Student_Name:

Mariam Oweda ,Mohamed Nofal ID: 191057 ,Mohamed Emam ID: 1910038 ,Nouran Tantawy ID: 181045 ,Hadder Hassan ID: 191051

Comparison of different RNA-Seq data aligners and its effect on differential expression analysis

The great advantage of RNA sequencing is to answer the biological questions that lead to a generation of huge amounts of gene expression data across different biological fields such as biology and medicine. Differential expression analysis of RNA-seq data become one of the frequently used analysis to understand cellular processes in biological and biomedical research moreover to discover diagnostic markers for diseases. However, one of the crucial steps for significant differential expression is precise mapping of the reads to the its transcript. With the advances in the NGS technologies different software packages are developed to overcome the mapping problems like repeats and pseudogenes accompanied with competitive performance and accuracy.
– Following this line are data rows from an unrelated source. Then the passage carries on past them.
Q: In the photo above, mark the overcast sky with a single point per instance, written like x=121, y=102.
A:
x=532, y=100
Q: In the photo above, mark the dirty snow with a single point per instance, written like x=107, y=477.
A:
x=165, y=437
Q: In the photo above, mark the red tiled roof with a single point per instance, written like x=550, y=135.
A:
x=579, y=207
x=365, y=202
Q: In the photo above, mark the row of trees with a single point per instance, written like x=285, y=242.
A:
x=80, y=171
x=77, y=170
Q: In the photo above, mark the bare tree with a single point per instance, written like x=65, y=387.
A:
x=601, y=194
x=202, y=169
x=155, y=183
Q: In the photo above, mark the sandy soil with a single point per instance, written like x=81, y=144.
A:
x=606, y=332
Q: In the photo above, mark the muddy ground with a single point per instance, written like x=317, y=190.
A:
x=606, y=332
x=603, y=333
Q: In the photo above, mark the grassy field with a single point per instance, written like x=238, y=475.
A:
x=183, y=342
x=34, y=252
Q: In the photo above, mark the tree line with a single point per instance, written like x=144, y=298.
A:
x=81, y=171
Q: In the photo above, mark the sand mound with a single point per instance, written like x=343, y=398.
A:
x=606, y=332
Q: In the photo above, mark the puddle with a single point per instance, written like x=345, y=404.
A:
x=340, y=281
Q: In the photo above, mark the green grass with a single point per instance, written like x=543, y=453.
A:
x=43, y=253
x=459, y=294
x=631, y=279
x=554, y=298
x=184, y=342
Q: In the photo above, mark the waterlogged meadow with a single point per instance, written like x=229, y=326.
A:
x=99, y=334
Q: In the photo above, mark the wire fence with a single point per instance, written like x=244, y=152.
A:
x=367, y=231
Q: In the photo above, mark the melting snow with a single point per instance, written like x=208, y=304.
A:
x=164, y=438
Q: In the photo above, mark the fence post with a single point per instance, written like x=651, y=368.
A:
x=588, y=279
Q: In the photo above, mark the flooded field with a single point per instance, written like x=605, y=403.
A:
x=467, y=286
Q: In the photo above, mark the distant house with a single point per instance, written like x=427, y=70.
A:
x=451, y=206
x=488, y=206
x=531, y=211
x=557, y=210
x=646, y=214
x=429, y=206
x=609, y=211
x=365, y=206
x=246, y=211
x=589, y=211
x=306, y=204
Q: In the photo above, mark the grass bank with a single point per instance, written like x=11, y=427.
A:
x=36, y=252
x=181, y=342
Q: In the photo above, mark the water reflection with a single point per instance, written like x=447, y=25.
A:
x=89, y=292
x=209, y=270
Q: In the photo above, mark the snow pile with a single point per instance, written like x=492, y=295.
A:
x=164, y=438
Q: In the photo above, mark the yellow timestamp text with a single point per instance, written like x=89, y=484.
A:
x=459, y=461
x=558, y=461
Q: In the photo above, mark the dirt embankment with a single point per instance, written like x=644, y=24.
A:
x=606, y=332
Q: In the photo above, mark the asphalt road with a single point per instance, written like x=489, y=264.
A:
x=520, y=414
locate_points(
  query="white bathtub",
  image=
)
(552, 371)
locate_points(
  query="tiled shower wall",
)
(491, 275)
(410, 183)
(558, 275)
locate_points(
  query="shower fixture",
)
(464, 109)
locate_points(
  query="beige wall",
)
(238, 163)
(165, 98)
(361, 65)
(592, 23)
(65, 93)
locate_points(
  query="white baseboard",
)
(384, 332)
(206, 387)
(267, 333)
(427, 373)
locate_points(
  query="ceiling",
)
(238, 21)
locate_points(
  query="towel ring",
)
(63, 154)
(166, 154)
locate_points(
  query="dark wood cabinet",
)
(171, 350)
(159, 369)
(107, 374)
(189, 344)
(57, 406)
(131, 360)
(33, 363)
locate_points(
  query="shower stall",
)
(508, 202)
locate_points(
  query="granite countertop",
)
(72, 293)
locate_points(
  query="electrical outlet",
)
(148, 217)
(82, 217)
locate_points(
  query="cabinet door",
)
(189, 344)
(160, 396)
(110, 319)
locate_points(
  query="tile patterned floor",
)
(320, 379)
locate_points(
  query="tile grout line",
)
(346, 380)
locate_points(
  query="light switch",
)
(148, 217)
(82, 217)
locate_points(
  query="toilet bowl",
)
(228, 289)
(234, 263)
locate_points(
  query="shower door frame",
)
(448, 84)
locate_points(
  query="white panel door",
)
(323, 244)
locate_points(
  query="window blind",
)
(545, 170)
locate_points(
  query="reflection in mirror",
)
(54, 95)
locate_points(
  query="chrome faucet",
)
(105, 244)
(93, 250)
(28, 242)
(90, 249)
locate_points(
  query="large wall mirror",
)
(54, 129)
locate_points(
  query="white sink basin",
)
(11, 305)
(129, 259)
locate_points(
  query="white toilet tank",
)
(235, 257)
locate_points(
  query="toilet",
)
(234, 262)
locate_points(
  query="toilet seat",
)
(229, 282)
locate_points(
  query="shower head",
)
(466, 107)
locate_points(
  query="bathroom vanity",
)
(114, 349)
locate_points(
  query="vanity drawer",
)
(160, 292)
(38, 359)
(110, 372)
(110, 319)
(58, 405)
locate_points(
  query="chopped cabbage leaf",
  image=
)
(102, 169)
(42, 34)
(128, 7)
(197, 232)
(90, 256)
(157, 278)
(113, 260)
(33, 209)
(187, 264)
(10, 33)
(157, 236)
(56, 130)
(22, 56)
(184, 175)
From this point, we will test the concordance of RNA sequencing (RNA-seq) analysis output between five mapping software; three alignment-based tools; HISAT2, STAR and the recently developed MAGIC BLAST which does not build an index of a genome and instead it builds an index of a batch of reads and scans a BLAST database for potential matches and two alignment-free tools; KALISTO and SALMON with the most common program for differential gene expression in RNA-seq experiments DESeq2. we will use publicly available RNA-seq dataset of 64 paired end Illumina Hepatocellular Carcinoma samples that correlates with survival. The samples were retrospectively derived from hepatocellular carcinoma tissue as well as non-tumor tissue from the livers of the same patients. We will investigate the differences in aligners performance through comparing DESeq2 list of differentially expressed genes for each aligner and validate the results accuracy based on wet lab published literature. As transcriptomics analysis becomes an important tool of precision medicine, the choice of the bioinformatics software is a very critical step for clinical research.